The album starts in earnest with ‘Empirical Delight’, immediately showcasing the harmonic interplay between vocalists Paul Battenbough and Sarah Passmore. It’s straight-down-the-line Americana complete with a chorus that will have you singing long after the record stops spinning.
Next stop is a dark and smoky cabaret club where strangers sit and ponder, ‘Is That All There Is’. It’s a deep draw from the well of contemplation that shuffles along with gypsy strings and honky-tonk piano leading the way. Haunting backup vocals round out the arrangement, giving a ghostly appeal.
Melancholy is word-of-the-day on ‘Forget The Messenger’. If the message is: ‘The Cosmic Array can break your heart’, message received. It’s the sort of song to play when you’re only just keeping it together while everything else around you is falling apart.

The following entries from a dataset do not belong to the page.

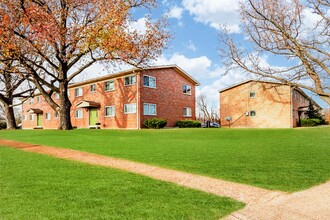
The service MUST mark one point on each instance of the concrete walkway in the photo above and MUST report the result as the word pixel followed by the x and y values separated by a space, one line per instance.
pixel 261 203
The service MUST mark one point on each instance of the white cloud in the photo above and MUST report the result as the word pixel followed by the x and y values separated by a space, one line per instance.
pixel 190 46
pixel 175 12
pixel 215 13
pixel 196 67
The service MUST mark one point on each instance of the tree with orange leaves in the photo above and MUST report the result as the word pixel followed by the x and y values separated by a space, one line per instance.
pixel 56 40
pixel 279 28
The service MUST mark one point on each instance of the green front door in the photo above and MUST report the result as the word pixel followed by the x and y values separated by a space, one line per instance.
pixel 39 120
pixel 93 116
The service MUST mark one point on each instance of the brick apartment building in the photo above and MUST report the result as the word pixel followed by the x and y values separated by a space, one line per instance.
pixel 262 104
pixel 122 100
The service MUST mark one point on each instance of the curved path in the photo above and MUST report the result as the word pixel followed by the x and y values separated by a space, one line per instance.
pixel 261 203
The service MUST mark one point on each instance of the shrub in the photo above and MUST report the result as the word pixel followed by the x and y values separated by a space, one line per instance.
pixel 155 123
pixel 309 122
pixel 188 124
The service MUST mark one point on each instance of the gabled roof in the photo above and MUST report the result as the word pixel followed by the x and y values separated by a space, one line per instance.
pixel 271 82
pixel 88 104
pixel 134 70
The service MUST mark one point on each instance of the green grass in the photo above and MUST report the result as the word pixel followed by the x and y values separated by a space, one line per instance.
pixel 40 187
pixel 280 159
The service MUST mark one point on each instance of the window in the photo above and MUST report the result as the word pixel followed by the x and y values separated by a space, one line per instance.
pixel 129 108
pixel 186 89
pixel 93 88
pixel 130 80
pixel 187 112
pixel 252 94
pixel 78 92
pixel 110 111
pixel 149 109
pixel 109 85
pixel 47 116
pixel 79 113
pixel 149 81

‘Pleasantville’ is a definite standout with its driving beat and lashings of modulated synth that play off against sunshine-soaked guitar. Yet there’s the distinct impression beneath the innocent façade of the songs lurks something dangerous, waiting to reveal itself.
Given that, it seems only logical the album takes a dark turn on ‘Dreamers’, giving The Cosmic Array a chance to show their skills for creating an instant pop-rock classic as easily as they craft contemplative ballads. ‘Dreamers’ is a perfect example of what sets The Cosmic Array apart as an alt-Americana band, leaning heavily on their alternative rock tendencies to maximum effect.
Then comes ‘Blah Blah Blah’, diving headlong back into warbling slide guitar that reminds us why The Cosmic Array should never be underestimated. Again, the vocal harmonies are sublime, and the song offers a dreamy, wistful soundscape in which it becomes easy to lose yourself.
‘Sing Me Your Love Song’ brings us back to upbeat, driving rhythms and a sing-along chorus in triumphant fashion with more of those pop-rock feels.
Just as you’re settling into the vibe of the album, ‘There In A Heartbeat’ pops its head into the tracklist with Lou Reed-style spoken vocals and chunky wah that on any other Americana record would stick out like a sore thumb. But, The Cosmic Array manage the instrumentation with characteristic style and finesse.
Sarah Passmore takes the lead on ‘Creatures’, a swift return to dusty Americana that pairs perfectly with the quietly thoughtful ‘Are You Ready For Me’ before penultimate track ‘We Just Want To Let You Know’ administers one last shot of rock riding along on soulful organ.
The album bookends on ‘Always’, rounding out ‘Goldilocks’ on a dreamy note and leaving the listener with a sense of fulfilment.
‘Goldilocks’ warrants multiple listens to fully appreciate the concept behind the album, but the songs aren’t tied strictly to the overarching narrative and able to be taken piecemeal. This was a profound listening experience and a truly enjoyable introduction to The Cosmic Array, who will soon be taking pride-of-place in various playlists and best-of lists. For long-time fans of the band, may it be another proud chapter in the continuing saga of The Cosmic Array.